Though the conclusions are based on the aforementioned contributions, they will inevitably be restricted by various constraints. These restrictions, when coupled with the unexpected findings, lead to a potential research platform for the future. This study used non-probability sampling to ensure respondents were using social media detox apps on their devices. Although widely acknowledged in the literature, this sampling technique limits the generalizability of findings beyond the sample characteristics reported in this study.
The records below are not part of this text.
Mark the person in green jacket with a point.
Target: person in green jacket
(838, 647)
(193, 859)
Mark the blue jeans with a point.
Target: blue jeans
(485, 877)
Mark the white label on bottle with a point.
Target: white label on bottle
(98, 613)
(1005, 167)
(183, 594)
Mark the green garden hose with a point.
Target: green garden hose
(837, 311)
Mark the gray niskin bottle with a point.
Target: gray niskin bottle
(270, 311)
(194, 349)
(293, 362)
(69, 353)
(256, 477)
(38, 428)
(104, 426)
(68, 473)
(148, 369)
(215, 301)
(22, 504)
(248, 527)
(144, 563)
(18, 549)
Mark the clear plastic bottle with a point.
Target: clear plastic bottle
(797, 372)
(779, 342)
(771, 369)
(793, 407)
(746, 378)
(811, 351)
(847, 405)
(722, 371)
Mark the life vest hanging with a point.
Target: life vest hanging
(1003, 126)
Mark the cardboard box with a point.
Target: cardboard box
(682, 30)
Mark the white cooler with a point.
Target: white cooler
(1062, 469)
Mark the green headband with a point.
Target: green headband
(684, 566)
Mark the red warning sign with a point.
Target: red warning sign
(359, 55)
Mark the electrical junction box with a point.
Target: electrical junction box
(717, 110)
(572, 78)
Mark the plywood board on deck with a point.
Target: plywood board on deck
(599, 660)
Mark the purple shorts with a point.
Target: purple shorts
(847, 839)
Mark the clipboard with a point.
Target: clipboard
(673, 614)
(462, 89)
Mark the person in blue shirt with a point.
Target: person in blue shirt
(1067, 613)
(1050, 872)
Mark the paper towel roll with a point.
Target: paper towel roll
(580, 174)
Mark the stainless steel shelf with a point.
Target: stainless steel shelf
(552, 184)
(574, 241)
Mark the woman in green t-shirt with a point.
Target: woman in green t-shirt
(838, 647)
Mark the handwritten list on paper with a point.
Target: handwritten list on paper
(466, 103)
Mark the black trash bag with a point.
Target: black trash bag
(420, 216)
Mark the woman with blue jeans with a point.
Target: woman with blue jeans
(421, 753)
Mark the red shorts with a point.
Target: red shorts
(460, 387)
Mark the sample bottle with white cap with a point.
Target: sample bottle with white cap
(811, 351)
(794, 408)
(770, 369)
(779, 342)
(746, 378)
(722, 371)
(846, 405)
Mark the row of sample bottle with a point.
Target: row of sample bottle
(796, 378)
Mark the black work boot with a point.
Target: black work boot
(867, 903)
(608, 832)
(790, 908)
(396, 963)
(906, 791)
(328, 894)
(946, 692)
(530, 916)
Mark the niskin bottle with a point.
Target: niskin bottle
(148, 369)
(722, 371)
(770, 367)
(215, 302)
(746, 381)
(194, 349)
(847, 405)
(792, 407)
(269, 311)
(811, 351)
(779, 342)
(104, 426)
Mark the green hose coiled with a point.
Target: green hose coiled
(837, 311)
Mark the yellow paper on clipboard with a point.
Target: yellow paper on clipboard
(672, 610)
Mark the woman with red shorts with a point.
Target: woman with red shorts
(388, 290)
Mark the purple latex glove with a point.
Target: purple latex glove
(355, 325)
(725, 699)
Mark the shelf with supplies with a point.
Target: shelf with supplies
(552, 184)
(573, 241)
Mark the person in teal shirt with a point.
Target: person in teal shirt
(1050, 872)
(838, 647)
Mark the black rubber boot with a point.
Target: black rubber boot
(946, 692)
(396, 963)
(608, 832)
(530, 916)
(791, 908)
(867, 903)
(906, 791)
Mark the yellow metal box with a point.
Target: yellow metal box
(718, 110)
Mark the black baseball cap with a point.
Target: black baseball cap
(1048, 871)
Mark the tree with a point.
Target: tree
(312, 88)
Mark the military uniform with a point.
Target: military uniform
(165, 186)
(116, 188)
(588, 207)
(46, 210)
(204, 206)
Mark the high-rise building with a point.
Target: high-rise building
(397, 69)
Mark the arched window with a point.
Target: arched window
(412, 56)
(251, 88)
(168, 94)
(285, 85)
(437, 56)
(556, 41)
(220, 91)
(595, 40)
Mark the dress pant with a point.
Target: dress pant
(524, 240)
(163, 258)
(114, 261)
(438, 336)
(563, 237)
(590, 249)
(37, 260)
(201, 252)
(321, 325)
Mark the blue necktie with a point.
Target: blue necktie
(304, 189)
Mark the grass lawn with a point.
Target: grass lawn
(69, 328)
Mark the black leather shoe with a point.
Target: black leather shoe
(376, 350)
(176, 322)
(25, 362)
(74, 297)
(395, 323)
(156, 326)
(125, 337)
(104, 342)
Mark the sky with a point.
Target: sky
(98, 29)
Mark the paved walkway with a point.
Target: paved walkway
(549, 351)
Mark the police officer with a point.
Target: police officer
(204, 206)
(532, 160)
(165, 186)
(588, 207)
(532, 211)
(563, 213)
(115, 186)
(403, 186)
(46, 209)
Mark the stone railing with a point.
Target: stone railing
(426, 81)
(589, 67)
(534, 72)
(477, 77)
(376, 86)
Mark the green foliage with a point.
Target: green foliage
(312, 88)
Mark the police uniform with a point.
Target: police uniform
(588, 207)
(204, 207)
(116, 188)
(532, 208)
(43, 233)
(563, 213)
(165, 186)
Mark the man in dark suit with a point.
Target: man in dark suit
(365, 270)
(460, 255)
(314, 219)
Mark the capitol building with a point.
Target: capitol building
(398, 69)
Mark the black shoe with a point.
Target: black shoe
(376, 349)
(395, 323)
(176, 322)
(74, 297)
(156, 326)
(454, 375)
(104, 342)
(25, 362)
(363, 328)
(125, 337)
Second, since this study examined the use of the social media detox app over a short period of time, especially in light of Covid-19, it is necessary to revisit the study’s findings after the outbreak. Additionally, because the current study solely employed variables derived from personal characteristics as its theoretical framework, other mediators and moderators not incorporated into the UTAUT were not evaluated.

6 Conclusion and future work

This study examined the factors that influence people’s intentions to utilize social media detox apps by incorporating The Big Five Personality Traits with The extended Unified Theory of Acceptance and Use of Technology model. The study’s findings, based on data from 263 individuals, verified the majority of the expected correlations between the factors in the hybrid model. The significant exceptions were that Facilitating Conditions did not predict Behavioral Intention, Openness to Experience did not impact Performance Expectancy, and Conscientiousness did not influence Effort Expectancy. The reasons for these non-significant correlations will be investigated further in a large-scale user experience study.